Regina Berkovich, MD, PhD: The use of repository corticotropin injections, or what we used to call ACTH in medical school—adrenocorticotropic hormone—is another FDA-approved option for MS [multiple sclerosis]–relapse therapy. As I pointed out earlier, it was approved in 1978 after an extensive, multicenter study by James Rose, PhD, which actually originated here in Los Angeles. He was professor of neurology working at UCLA [University of California, Los Angeles]. He conducted the first clinical trial in multiple sclerosis that was multicenter and placebo controlled and enrolled the largest number of participants at that time. The study was started in the late 1960s, was conducted for a few years, and was reported to the scientific community in the 1970s, which eventually led to the approval of ACTH for MS relapse.
Among other things, this was the first study in which the Disability Status Scale was implemented. Many different clinical metrics in relapse evaluations that we now understand as classical actually came from that first study, which has become classic by now. The study was placebo controlled, very well conducted, multicenter, and it looked at the effects of corticotropin as compared with the placebo. It showed the faster and more robust recovery of patients experiencing MS exacerbation, as compared with the placebo.

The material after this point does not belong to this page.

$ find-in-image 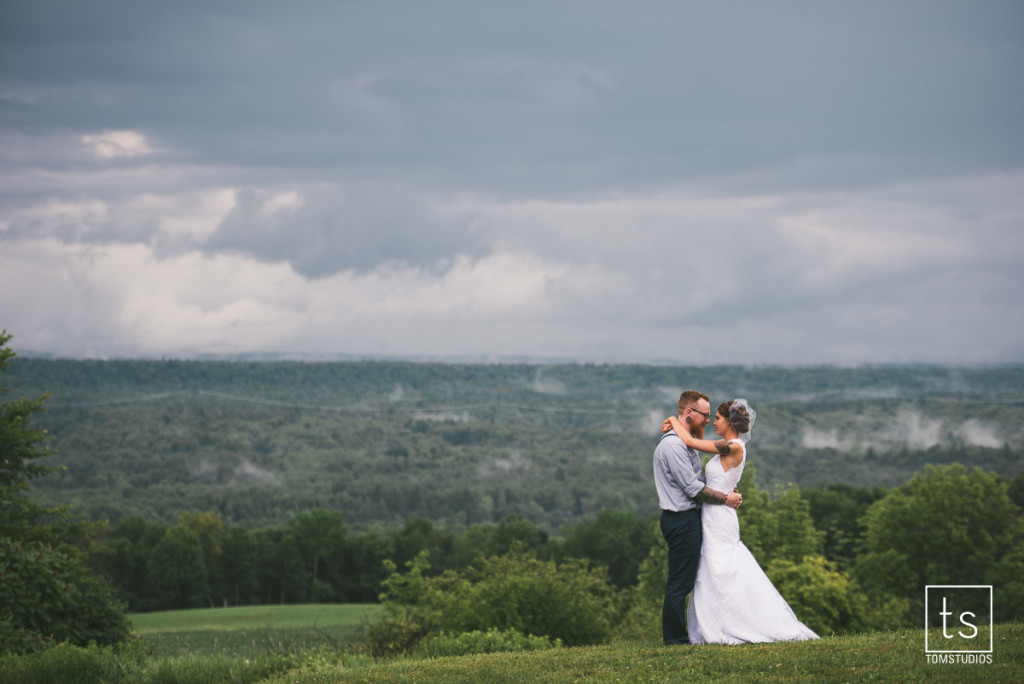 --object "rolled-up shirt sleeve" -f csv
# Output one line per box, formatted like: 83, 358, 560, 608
663, 437, 705, 499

I think that the important point for us to remember is that ACTH is not a steroid. It is a hormone, but it is not a steroid. It is a protein. If we remember the HPA [hypothalamic pituitary adrenal] axis, we recall that it is a regulatory hormone, which is at a much higher level than the cortisol. That may explain why the mechanism of action and the targets of corticotropin are much more diverse than those with the adrenal hormones, such as systemic steroids or cortisol.
From this, I would like to speak about different receptors that these particular hormones have affinity to. While we know that systemic steroids, cortisol, methylprednisolone, and prednisone have a high affinity to the glucocorticoid receptors, the ACTH—as a protein and not a steroid—has affinity to a different type of receptors, which are called melanocortin receptors. It is philosophically and physiologically expected that a higher-level regulatory hormone would have more targets than the hormone that is much lower in the whole system of the HPA. And indeed, it is so. We used to think back in medical school that ACTH activates the adrenal glands, and the adrenal glands produce cortisol. However, that seems to be only 20% of the story, or maybe even less. ACTH works on different types of receptors spread throughout the body, and different tissues and cells.
The class of melanocortin receptors represented on adrenal glands are only 1 class of 5. The other receptors are distributed through blood cells, including lymphocytes, microglia, skin, and bone tissue. Their representation is extremely widespread. I’ve just touched upon the very top tissues, but there are many.
The mechanism of engaging the anti-inflammatory effect is also different, as compared with the glucocorticoid receptors. It goes deeper into the anti-inflammatory mechanisms, and as a regulatory hormone, it is expected to have a completely different immunology of the outcomes that have been shown in some of the clinical trials.